What I usually do here is look through each classes and its methods/variables to kind of understand what each one is doing. It helps a bunch if you played the game for a bit.

Okay, so you are now ready to modify the code. Pick what you want to edit. In this case, I will modify the item cooldown (In this game, you have items that you throw that do damage and they have cooldowns).

My first guess on where to find this function is MyPlayerUnit class.

In each class, the blue icons are variables and the pink variables are the methods (you edit methods).
Right off the bat, I see the Attack() method. Let's click that:


It shows you exactly what the method does.

So reading the code tells me this:

• variable b is the player's position,
• variable direction is the direction the player is looking at,
• check if the player has a target and if it does, calculate direction based on the position of the player -and the target.
• loop through player's active bag spaces, put item into tItem and if it's a weapon and is not on cooldown, use the item.

Boom! We got the part of the code that checks if the item is on cooldown. We will backtrace this and see how the cooldown works. We won't modify this part for the cooldown since there may be checks for cooldowns somewhere else in the code. We always want to backtrace is as far as we can and change that.

Click on the IsCooling() function.

We end up in the same class and now we know that the Attack() function checks if the weapon is cooling by calling this. Looking at this method, we see itemExtData.coolUntilAt which is a variable that must be storing the cooldown time.

The TryGetValue function being called is putting in the item data based on the id into the variable called itemExtData and checking if the ending cooldown ending time passed current time.

Okay, so now we click on ItemExtData class:



There we have it! Once we modify the coolTime variable, it will change the item's cooldown duration.

We can see that in the Reset(float coolTime) function, it sets this.coolTime = coolTime. What if we change this.coolTime to equal 0? Click the gear icon to open reflexil and click on the Reset() method on the left panel.

On the bottom you see the IL code you can edit to change the values!

Here is where you need to understand some IL instructions.

So what we want to modify are these 4 lines:


ldarg.0 is basically calling "this" and then loads the parameter variable with ldarg.1 into the stack. Then, with call and stfld, it puts the variable we loaded earlier into the coolTime variable.

These 4 lines are equal to this.coolTime = coolTime; in C#.

So we have to change ldarg.1 to ldc.i4 0!

ldc.i4 is an IL instruction for loading an integer. so right click and press edit on line 2.



Change OpCode to ldc.r4
Change Operand type to Single (=Float) and change Operand to 0.
Click Update.

Now go to the left panel and right click on Reset(float) and click "Update ILSpy Object Model". It will show the changes in the C# code:


However, notice how the variable coolTime is this:


We should match the variable type since float != ObscuredFloat.

We can do this by doing this.coolTime = new ObscuredFloat(0f);

Now go back to the IL code in reflexil and right click -> Create New ->
OpCode = newobj
Operand type -> Method reference
Operand = (Find the method that makes an obscuredfloat)

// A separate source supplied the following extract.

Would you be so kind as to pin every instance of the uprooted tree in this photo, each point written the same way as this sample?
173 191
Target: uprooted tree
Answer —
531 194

It is in Assembly-CSharp-firstpass.dll in my case:
Inside CodeStage.AntiCheat.ObscuredTypes:



now choose the .ctor(System.Single)

Press insert before selection or whatever and then drag the line to be after the ldc.r4

Now reload the object model and you get what we wanted!

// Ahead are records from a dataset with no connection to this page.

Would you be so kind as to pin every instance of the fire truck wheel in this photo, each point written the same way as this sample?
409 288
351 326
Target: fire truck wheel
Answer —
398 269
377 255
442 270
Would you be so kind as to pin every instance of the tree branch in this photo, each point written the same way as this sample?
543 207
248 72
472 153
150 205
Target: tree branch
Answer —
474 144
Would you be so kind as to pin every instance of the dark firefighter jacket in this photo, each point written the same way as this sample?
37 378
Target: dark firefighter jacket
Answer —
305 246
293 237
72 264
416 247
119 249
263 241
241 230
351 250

Now, to save, click on the Assembly-CSharp.dll on the left panel and right click -> Save As 

Name it Assembly-CSharp.dll and override the current Assembly-CSharp.dll.

Then open your GSO apk and navagate to the managed file. Then drag your new patched Assembly-CSharp.dll into the apk like so:



Now you have a modded apk of the game! Just need to sign it now.

Take your apk and put it in the same folder as your one_click_signer.cmd

run it and do what it tells you to do!

Then install your new modded game and profit:)

That's it. If you want to mod something else, you follow this same process.